Individual Submission Summary
Share...

Direct link:

Representative Bureaucracy and Administrative Burdens: Exploring the Intersection of Lived Experience, Gender, and Expertise

Thursday, November 13, 3:30 to 5:00pm, Property: Hyatt Regency Seattle, Floor: 6th Floor, Room: 608 - Wynochee

Abstract

Building resilient and transformative public services requires an understanding of bureaucrat-client relationships and the preferences of clients therein. The representative bureaucracy theory literature has explored such relationships through analyses of race, ethnicity, and gender, with little attention paid to other identities (Bishu & Kennedy, 2020; Kennedy, 2014). Representation through lived experience has recently shifted representative bureaucracy theory from a focus on demographic characteristics to an emphasis on the lived experiences of both the bureaucrat and the client (Lofaro & Sapat, 2024a, 2024b; Merritt et al., 2020; Park, 2020). This form of representation can result in increased levels of trust within the bureaucrat-client relationship, client-centered perspectives in the administration of care, and a higher quality of public services overall. 

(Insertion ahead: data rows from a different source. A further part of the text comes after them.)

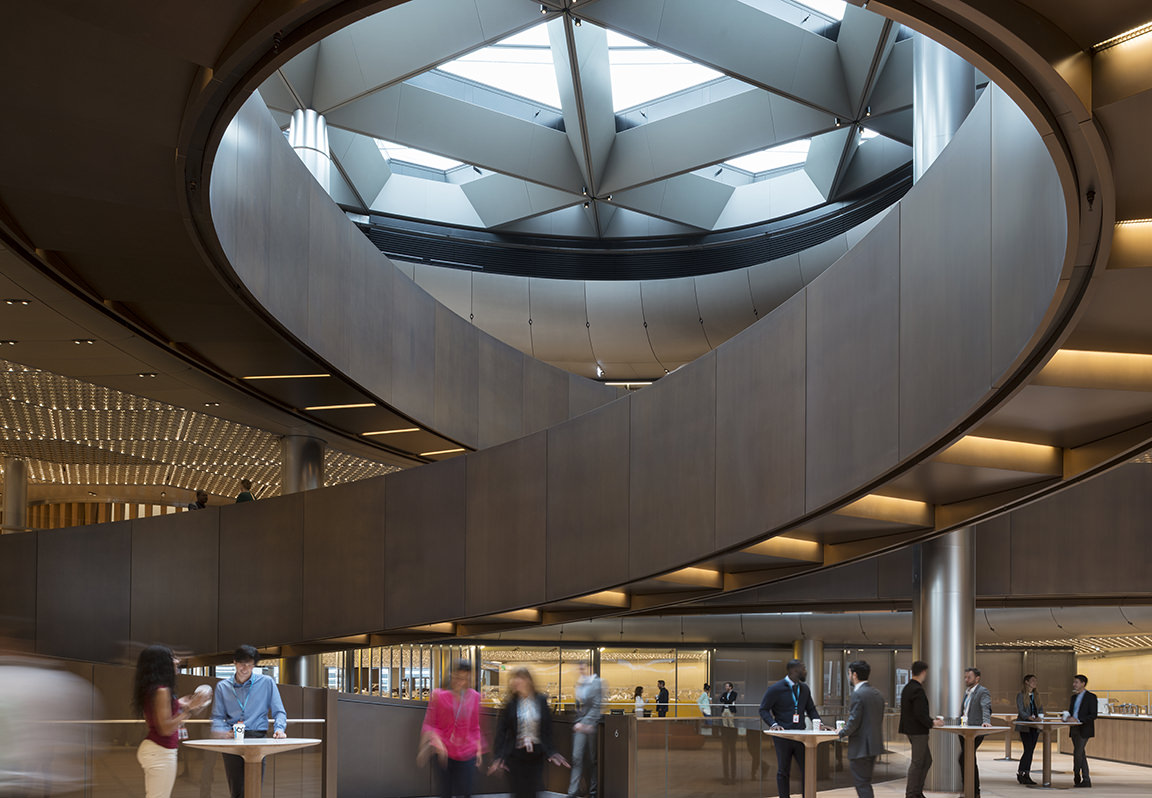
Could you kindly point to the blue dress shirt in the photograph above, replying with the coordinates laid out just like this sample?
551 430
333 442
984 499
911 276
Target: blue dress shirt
251 701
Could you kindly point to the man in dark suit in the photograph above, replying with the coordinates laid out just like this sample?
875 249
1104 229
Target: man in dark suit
864 729
1083 707
661 699
785 706
916 721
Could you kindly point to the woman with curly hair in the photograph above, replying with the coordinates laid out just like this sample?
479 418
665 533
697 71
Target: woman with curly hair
154 698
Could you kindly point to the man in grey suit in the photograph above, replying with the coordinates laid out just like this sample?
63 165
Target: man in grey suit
977 708
864 729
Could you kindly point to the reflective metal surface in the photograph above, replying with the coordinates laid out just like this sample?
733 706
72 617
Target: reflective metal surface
944 91
947 640
309 137
15 494
302 468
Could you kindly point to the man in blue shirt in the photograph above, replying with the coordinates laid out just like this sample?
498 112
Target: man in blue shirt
250 698
785 706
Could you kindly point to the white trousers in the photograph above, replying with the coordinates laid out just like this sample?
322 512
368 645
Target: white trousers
159 766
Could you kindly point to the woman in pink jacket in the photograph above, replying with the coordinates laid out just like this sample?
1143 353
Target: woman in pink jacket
452 731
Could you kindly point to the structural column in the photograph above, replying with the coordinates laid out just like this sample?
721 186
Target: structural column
944 92
301 469
15 494
947 640
309 137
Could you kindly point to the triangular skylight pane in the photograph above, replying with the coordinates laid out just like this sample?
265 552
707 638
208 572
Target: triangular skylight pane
400 152
642 74
520 65
773 158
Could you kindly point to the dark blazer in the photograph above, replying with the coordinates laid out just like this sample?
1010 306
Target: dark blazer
1089 709
915 717
506 728
779 704
864 728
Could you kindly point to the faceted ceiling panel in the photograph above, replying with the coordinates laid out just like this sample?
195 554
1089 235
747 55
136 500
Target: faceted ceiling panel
492 114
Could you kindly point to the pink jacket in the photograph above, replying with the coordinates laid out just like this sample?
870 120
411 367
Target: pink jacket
456 724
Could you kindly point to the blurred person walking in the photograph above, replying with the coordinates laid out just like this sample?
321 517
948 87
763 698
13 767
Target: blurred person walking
154 698
524 736
589 696
452 731
1028 708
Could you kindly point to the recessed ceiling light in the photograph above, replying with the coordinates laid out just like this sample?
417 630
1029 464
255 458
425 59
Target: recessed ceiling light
340 407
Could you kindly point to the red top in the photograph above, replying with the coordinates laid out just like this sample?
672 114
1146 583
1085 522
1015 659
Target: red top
456 723
153 734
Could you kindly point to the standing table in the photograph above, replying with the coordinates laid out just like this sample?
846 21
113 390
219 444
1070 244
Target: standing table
810 738
970 732
1046 728
254 750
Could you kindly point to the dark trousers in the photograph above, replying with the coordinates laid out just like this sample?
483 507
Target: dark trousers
1080 759
234 768
976 767
456 777
728 751
525 773
788 750
918 766
862 775
1028 737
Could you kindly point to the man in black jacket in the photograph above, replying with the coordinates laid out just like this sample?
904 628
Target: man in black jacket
785 706
1083 707
916 721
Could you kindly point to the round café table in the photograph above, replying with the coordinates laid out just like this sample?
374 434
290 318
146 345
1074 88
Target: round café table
810 738
1047 727
969 734
254 750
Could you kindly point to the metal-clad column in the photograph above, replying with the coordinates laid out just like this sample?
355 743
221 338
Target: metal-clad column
947 640
944 92
309 137
15 495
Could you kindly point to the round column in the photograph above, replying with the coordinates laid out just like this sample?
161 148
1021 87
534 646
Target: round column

Administrative burdens, on the other hand, represent the various barriers people face when attempting to access government services, programs, or benefits (Herd & Moynihan, 2019). Some research on administrative burdens has drawn attention to the disparities present in burdensome experiences and focused on providing solutions to reduce burdens and enhance equity (Baekgaard et al., 2021; Bell & Smith, 2021; Sievert et al., 2020). However, little is known about how administrative burdens and representation intersect to affect bureaucrat-client relationships, especially regarding mechanisms of burden reduction and the influence of intersectionality. 

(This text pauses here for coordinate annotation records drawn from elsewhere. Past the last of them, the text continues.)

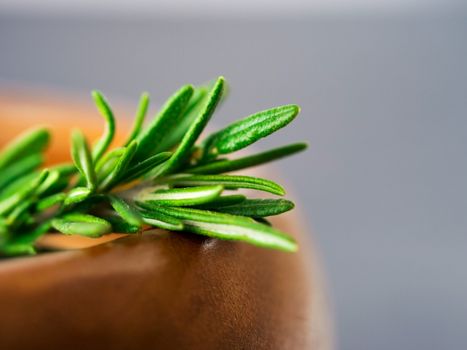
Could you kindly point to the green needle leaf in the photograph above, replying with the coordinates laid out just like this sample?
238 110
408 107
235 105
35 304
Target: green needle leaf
228 181
182 196
30 142
140 169
125 210
82 158
224 166
109 132
197 101
249 130
21 167
49 182
121 226
257 208
30 234
225 226
50 201
82 224
163 123
26 191
184 149
139 119
120 167
223 201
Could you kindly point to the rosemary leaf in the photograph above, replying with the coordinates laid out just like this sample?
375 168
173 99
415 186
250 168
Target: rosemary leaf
104 109
182 196
224 166
228 181
225 226
49 182
163 123
82 224
125 210
255 208
121 226
9 203
30 142
140 169
184 149
197 101
161 220
120 167
140 117
29 235
82 158
77 195
21 167
223 201
50 201
249 130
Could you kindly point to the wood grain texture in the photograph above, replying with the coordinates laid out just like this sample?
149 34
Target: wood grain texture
159 290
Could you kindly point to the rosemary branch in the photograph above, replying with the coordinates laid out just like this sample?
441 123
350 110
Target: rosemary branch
172 180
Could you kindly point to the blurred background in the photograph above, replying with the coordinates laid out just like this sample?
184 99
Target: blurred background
383 90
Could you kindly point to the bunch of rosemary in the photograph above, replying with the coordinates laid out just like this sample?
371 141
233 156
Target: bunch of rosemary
161 177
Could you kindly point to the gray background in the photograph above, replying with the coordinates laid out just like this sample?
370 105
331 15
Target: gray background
384 106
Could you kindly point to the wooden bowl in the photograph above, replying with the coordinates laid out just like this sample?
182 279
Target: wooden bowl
160 290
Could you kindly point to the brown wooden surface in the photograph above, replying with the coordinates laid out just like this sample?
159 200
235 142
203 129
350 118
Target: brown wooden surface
156 291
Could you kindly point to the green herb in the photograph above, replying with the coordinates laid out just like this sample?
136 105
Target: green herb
163 177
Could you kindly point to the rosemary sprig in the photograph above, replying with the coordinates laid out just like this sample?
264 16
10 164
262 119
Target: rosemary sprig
162 176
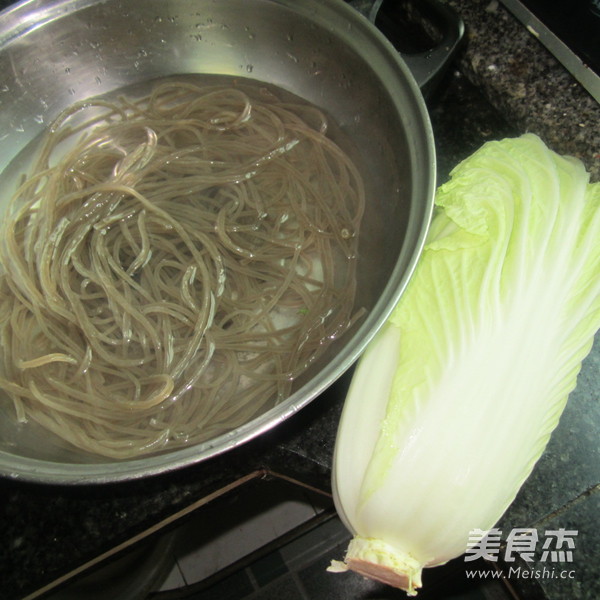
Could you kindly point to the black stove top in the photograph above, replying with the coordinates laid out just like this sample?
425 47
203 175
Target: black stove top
570 29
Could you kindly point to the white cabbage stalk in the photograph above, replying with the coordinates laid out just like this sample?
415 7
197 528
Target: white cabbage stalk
455 399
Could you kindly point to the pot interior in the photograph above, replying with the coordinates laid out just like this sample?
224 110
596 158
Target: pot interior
53 54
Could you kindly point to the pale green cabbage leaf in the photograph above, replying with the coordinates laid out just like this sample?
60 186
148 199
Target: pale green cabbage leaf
455 399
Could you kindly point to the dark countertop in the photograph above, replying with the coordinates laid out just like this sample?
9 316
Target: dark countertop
502 82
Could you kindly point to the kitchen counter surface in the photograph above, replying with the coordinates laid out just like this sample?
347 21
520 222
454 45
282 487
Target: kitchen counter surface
501 83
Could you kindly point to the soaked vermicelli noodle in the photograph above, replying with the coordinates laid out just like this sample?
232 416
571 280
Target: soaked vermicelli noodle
172 264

In this article, we connect representative bureaucracy and administrative burden literature, hypothesizing that representation through lived experience may reduce psychological costs in citizen-state interactions. We seek to understand the conditions under which lived experience representation, gender representation, expertise, responsiveness, and competence matter, defining conditions by the type of administrative burden present. Via a conjoint survey experiment, we provide military veterans with various hypothetical scenarios symbolizing psychological, compliance, and learning costs, asking them to choose which of two United States Department of Veterans Affairs (VA) employees would best assist with healthcare benefits in these different situations. The VA employee profiles vary based on veteran status, gender, disability status, years working with veterans, responsiveness, and average ratings from past clients. Veterans will also be asked about the trustworthiness of each VA employee and how likely they would be to offer services efficiently. Subsample analyses include examining the effects of respondents’ veteran identity centrality, disability status, and gender, as well as exploring various intersectionalities.

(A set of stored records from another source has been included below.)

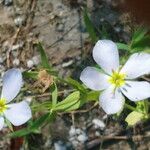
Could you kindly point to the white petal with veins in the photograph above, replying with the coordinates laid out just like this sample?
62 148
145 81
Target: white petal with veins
12 82
136 90
93 79
105 53
111 102
18 113
137 65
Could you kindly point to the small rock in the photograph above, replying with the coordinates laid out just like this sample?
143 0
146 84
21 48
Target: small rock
15 47
16 62
1 60
78 131
8 2
82 138
98 123
60 27
59 146
67 64
36 60
97 133
30 63
75 143
19 21
72 131
28 99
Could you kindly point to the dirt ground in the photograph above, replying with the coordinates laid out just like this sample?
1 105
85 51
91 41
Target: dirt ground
59 25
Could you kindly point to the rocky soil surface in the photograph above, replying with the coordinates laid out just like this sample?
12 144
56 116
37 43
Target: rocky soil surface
59 26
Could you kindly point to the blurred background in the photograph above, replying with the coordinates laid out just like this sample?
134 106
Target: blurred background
68 30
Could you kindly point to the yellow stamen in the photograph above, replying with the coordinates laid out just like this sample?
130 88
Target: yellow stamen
3 105
117 79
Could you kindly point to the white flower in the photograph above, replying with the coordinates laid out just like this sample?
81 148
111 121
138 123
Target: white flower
116 81
17 113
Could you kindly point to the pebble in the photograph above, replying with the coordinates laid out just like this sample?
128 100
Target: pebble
36 60
30 63
16 62
59 146
78 131
98 123
8 2
60 27
1 60
72 131
97 134
67 64
19 21
82 138
28 99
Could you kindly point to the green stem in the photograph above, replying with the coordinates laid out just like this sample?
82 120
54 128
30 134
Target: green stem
130 107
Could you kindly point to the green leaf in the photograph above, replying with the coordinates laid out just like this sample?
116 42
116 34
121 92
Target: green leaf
72 102
93 96
54 92
44 59
32 127
123 46
142 44
76 85
30 74
134 117
89 26
139 34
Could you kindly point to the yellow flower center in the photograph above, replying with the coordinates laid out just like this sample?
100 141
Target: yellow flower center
3 105
117 79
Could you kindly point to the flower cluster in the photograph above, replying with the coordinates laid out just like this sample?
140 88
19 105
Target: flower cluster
116 81
17 113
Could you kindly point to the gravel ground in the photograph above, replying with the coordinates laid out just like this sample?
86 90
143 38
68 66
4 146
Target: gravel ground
59 25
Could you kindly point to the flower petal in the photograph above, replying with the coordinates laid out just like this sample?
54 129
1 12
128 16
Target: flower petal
136 90
1 122
93 79
12 82
18 113
111 102
137 65
105 53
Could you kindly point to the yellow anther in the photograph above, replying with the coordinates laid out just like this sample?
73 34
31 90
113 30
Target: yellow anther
117 79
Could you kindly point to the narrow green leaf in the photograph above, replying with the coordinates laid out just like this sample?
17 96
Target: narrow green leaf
71 102
76 85
54 92
123 46
93 96
32 127
142 44
89 26
44 59
30 74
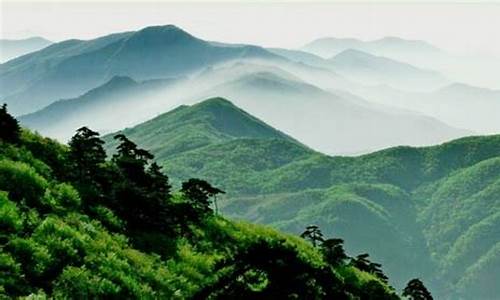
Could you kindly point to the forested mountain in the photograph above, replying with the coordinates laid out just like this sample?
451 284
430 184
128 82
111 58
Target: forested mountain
272 94
10 49
369 69
78 225
401 203
393 47
105 108
70 68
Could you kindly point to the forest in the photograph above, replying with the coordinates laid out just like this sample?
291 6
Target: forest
77 224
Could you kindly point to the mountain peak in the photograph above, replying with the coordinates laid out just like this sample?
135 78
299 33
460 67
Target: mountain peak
161 34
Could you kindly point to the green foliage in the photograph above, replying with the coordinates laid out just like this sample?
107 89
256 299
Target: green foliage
137 241
415 290
22 182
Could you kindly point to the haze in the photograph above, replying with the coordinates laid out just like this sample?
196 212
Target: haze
448 26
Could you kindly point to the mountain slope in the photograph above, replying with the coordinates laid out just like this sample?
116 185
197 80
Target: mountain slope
374 70
10 49
102 108
457 104
276 96
392 47
310 114
58 243
400 192
72 67
185 128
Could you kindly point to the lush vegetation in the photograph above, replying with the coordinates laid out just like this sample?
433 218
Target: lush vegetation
75 224
422 212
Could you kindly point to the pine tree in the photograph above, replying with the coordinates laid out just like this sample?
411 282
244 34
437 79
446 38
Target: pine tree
198 193
333 251
10 130
313 234
415 290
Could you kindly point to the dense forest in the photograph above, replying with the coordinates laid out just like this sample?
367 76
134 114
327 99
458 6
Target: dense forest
77 224
429 212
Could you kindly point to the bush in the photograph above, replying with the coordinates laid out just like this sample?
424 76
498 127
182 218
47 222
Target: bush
22 182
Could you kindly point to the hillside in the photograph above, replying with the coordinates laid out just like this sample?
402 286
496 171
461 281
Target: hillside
186 128
77 226
369 69
392 47
70 68
401 192
11 49
98 108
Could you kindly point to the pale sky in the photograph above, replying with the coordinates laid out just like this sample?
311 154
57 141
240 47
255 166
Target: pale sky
470 28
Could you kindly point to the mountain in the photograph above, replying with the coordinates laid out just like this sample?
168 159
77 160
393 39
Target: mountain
376 70
272 94
457 104
404 194
393 47
103 108
209 122
70 68
10 49
140 242
310 114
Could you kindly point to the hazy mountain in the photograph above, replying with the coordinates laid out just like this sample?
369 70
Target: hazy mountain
457 104
118 103
351 124
392 47
374 70
331 122
400 192
300 56
72 67
206 123
10 49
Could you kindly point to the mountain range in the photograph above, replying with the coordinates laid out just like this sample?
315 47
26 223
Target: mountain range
282 99
411 198
70 68
10 49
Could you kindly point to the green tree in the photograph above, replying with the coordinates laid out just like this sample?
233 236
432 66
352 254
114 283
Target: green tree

Contributions to the field include exploring symbolic representation, intersectionality, and administrative burdens, as well as distinguishing between the types of costs to better understand burden scenarios in which identities, expertise, and competence matter. By examining trustworthiness and efficiency, we also identify mechanisms through which representation and burden reduction operate. The implications of such analyses extend beyond the VA. Understanding how representation, competence, and expertise affect experiences with psychological, compliance, and learning costs can help agencies determine how to implement policies to address complex societal challenges and build trust in public services.